Rachmaninov (24) Preludes

The complete Preludes in a recording that can compete with the greats

Record and Artist Details

Composer or Director: Sergey Rachmaninov

Genre:

Instrumental

Label: Hyperion

Media Format: CD or Download

Media Runtime: 79

Mastering:

Stereo
DDD

Catalogue Number: CDA67700

Rachmaninov Preludes

Tracks:

Composition Artist Credit
(5) Morceaux de fantaisie, Movement: No. 2, Prelude in C sharp minor Sergey Rachmaninov, Composer
Sergey Rachmaninov, Composer
Steven Osborne, Piano
(24) Preludes, Movement: (10) Preludes Op. 23 Sergey Rachmaninov, Composer
Sergey Rachmaninov, Composer
Steven Osborne, Piano
(24) Preludes, Movement: (13) Preludes, Op. 32 Sergey Rachmaninov, Composer
Sergey Rachmaninov, Composer
Steven Osborne, Piano
At a recent London exhibition of the work of New Yorker cartoonist Saul Steinberg the highlight was a remarkable 10 metre-long drawing where he literally took a line not simply for a walk but on a round-the-world trip; it was an illuminating and compelling adventure. I had a comparable aural experience listening to Steven Osborne’s Rachmaninov Preludes. It’s all too easy to coarsen Rachmaninov’s melodic genius with an overtly applied emotionalism, its clearly drawn lines becoming smudged. But Osborne conveys both the monumentality of these pieces, even the most fleeting, and their very human qualities. It’s rare to find the balance so acutely achieved – with Ashkenazy, Donohoe and Richter tending more towards the former, Lympany and Shelley (Hyperion) towards the latter. The composer himself, of course, knew how to achieve that equilibrium, but then he had a head start.

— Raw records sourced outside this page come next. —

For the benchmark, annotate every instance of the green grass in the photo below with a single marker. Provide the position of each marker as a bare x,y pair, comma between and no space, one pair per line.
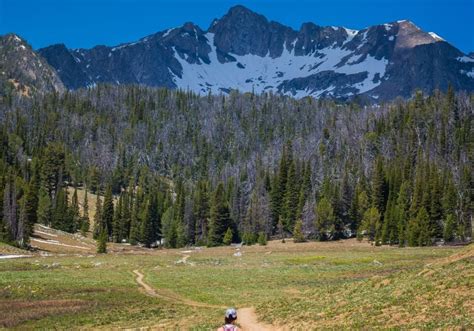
320,285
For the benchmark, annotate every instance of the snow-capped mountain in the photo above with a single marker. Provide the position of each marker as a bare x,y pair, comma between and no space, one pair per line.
244,51
23,70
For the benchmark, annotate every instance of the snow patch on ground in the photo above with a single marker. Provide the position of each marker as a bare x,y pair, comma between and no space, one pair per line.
5,257
55,242
46,233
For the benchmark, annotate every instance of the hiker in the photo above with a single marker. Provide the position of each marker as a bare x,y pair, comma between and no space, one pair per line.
230,317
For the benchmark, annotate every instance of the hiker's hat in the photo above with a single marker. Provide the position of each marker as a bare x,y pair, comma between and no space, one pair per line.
231,313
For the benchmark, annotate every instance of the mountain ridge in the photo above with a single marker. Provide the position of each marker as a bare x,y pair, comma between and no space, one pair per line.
23,70
245,51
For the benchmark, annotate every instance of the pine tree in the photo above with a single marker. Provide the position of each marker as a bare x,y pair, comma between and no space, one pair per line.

Yet this is only a starting-point – the detail is equally delectable: the way that Osborne shapes the tear-stained melody of Op 23 No 4, for instance, and picks out the line from the dark, bustling figuration of Op 23 No 7 or the left-hand countermelody of Op 23 No 8. Then, in the Op 32 set, there’s the simplicity of the second, with its incessant tolling around the note C, through to the meditative quality of No 10, the line rising out of the depths as sonorously as Debussy’s cathedral. Another fascination is the way Osborne’s range of touch puts the Preludes into such a clear historical context – from the hints of Chopin in the étude-like Op 23 No 9 and the floating roulades at the end of Op 32 No 5, forward to the motoric rhythms of Prokofiev’s keyboard-writing in Op 32 No 1, and Ravel’s Gaspard in the Scarbo-esque overtones of Op 32 No 6.

Osborne throws down the gauntlet with a towering C sharp minor Prelude: it’s arguably too slow but makes an apt curtain-raiser on a set that glories in the magnificence of this music. And while there’s no empty barnstorming on display here, that’s not to say the technical challenges are shirked or underplayed in any way. There are few pianists who offer such range and depth of palette: not even Ashkenazy’s seminal reading.

So where does this new version fit in? Well, no one can compete with the composer, especially in Op 32 No 12, and Richter, similarly, is irresistible, but of the complete sets, only Ashkenazy and, perhaps, the third of the Lympany recordings (now on Apex) offer serious competition. This has award-winner written all over it.